Artificial intelligence (AI) is advancing at an incredible pace, with recent developments such as ChatGPT and Bard quickly gaining popularity. Companies like Google and Microsoft are integrating generative AI into their products, while world leaders are embracing AI as a tool for economic growth. However, as we move beyond generic chatbots, AI systems are likely to become more specialized.
The key to improving AI chatbots lies in the data they are exposed to during training. Typically, AI systems absorb vast amounts of information from books and web pages to improve their ability to mimic human speech and provide useful answers. However, a more focused set of training data could make AI chatbots even more valuable for specific industries or geographical areas.
Data has immense value in the AI field. Companies like Meta and Google earn billions by selling advertisements targeted with user data, but the value of data is evolving. While it may not be valuable for targeted advertising, data is crucial for developers like OpenAI, which aims to create AI models that can produce human-like language. For instance, billions of tweets, blogposts, and Wikipedia entries help train advanced language models like GPT-4.
As the demand for sophisticated AI models grows, accumulating training data becomes increasingly costly. Organizations like OpenAI, Meta, and Google have invested in AI research and development for years to harness their data resources. Companies like X and Reddit are starting to charge third parties for API access to offset the rising costs of data scraping, which requires more computing power.
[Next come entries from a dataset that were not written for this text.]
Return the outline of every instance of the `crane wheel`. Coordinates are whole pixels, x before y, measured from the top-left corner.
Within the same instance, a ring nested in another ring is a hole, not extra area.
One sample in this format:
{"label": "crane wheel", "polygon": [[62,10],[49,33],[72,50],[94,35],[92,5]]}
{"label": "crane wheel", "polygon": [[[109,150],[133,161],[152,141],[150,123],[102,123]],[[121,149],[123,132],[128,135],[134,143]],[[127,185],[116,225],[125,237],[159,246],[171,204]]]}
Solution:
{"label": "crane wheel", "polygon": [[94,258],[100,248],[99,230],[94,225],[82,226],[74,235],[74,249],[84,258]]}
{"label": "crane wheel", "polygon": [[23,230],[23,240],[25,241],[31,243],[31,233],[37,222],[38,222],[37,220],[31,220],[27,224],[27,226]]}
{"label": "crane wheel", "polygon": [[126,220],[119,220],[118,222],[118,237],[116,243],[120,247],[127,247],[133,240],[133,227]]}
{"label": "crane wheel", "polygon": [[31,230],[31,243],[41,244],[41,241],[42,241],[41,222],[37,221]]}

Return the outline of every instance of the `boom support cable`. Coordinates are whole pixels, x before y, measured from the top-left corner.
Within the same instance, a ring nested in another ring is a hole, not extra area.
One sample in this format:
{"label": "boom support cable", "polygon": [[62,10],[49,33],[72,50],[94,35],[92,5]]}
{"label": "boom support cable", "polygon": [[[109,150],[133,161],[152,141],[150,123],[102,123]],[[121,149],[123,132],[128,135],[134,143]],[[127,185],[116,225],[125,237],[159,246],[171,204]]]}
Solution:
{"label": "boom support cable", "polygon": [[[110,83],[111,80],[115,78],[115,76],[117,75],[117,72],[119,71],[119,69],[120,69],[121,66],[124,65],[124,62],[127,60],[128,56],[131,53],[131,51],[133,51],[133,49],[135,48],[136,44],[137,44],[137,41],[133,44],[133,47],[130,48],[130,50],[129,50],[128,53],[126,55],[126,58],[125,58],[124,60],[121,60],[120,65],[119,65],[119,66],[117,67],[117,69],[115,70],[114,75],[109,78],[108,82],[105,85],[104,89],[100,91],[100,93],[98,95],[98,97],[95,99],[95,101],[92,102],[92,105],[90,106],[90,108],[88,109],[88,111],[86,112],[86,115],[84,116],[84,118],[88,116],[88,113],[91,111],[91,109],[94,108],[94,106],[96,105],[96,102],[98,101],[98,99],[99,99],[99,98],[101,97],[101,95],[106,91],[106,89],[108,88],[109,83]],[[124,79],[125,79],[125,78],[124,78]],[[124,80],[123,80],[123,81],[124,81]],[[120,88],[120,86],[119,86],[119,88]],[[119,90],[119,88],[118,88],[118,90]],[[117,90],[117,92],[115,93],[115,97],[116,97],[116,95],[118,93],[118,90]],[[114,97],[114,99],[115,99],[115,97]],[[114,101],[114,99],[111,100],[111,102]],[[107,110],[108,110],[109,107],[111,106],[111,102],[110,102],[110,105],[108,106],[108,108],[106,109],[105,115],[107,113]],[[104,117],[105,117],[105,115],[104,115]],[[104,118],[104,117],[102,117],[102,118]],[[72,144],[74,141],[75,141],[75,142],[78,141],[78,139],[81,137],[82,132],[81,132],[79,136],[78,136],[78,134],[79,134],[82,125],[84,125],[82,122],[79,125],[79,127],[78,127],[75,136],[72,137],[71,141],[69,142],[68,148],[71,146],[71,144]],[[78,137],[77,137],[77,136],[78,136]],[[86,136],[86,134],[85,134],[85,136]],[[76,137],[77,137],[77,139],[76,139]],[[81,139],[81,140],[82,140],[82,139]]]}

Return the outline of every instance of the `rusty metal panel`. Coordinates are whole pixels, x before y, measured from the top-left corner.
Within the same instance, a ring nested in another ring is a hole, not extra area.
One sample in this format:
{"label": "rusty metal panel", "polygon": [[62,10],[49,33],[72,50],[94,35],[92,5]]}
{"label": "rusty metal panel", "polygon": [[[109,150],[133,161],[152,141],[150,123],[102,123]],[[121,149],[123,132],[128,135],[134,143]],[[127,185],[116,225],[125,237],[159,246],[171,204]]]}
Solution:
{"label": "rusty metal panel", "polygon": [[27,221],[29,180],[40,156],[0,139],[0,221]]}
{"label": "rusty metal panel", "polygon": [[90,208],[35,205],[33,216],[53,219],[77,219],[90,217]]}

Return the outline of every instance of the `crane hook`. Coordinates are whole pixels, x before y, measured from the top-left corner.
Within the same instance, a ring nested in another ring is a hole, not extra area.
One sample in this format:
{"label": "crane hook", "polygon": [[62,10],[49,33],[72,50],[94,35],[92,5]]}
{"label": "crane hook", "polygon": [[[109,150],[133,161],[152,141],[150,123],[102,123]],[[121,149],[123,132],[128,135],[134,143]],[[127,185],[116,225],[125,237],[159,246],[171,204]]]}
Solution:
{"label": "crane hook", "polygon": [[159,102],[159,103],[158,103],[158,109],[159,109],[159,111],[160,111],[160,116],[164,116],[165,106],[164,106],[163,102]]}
Synthetic data presents a potential solution to the increasing costs of data acquisition. Synthetic data is generated by AI systems designed to perform the same task as real training data, but obstacles stand in the way of its effectiveness. Synthetic data needs to be different enough from the original data to provide new insights while still being accurate. Additionally, training AI on synthetic data could lead to a decline in effectiveness, similar to the issues faced by inbreeding in the Hapsburg royal family.
Currently, chatbots like ChatGPT rely on reinforcement learning with human feedback (RLHF) to improve accuracy. However, if AI systems are trained on synthetic data with inaccuracies, the demand for human feedback to correct these errors will increase. Technical or specialized inaccuracies are less likely to be caught through RLHF, potentially leading to a decline in the quality of general-purpose language models.
These challenges have resulted in emerging trends in AI. Third parties can now recreate large language models such as GPT-3 or Google’s LaMDA, which allows organizations to build their own AI systems using specialized data for specific objectives. For instance, the Japanese government plans to develop a Japan-centric version of ChatGPT, and companies like SAP are offering AI development capabilities to professional organizations.
The future of AI may lie in many specific little language models rather than large ones. Little language models could be developed for specific purposes and benefit from valuable feedback from employees with expert knowledge of their organizations and objectives. While they may struggle with less training data, the focused feedback could compensate for this limitation.
As AI continues to evolve, we may see a shift in the business model for data-rich organizations. Rather than relying solely on generic language models, companies and organizations are exploring the potential of specialized AI systems tailored to their needs. The development of little language models could be the next step in the AI revolution, driven by the need for specific solutions and the challenges faced by generic models.
In summary, AI is rapidly advancing, and specialized chatbots are likely to replace generic ones in the future. The value of data is changing, with companies investing in AI research and development to capitalize on their data resources. Synthetic data presents a potential solution to the growing costs of data acquisition, although it comes with its own challenges. As AI models become more specialized, the future of AI may involve many specific little language models, tailored to individual organizations and purposes.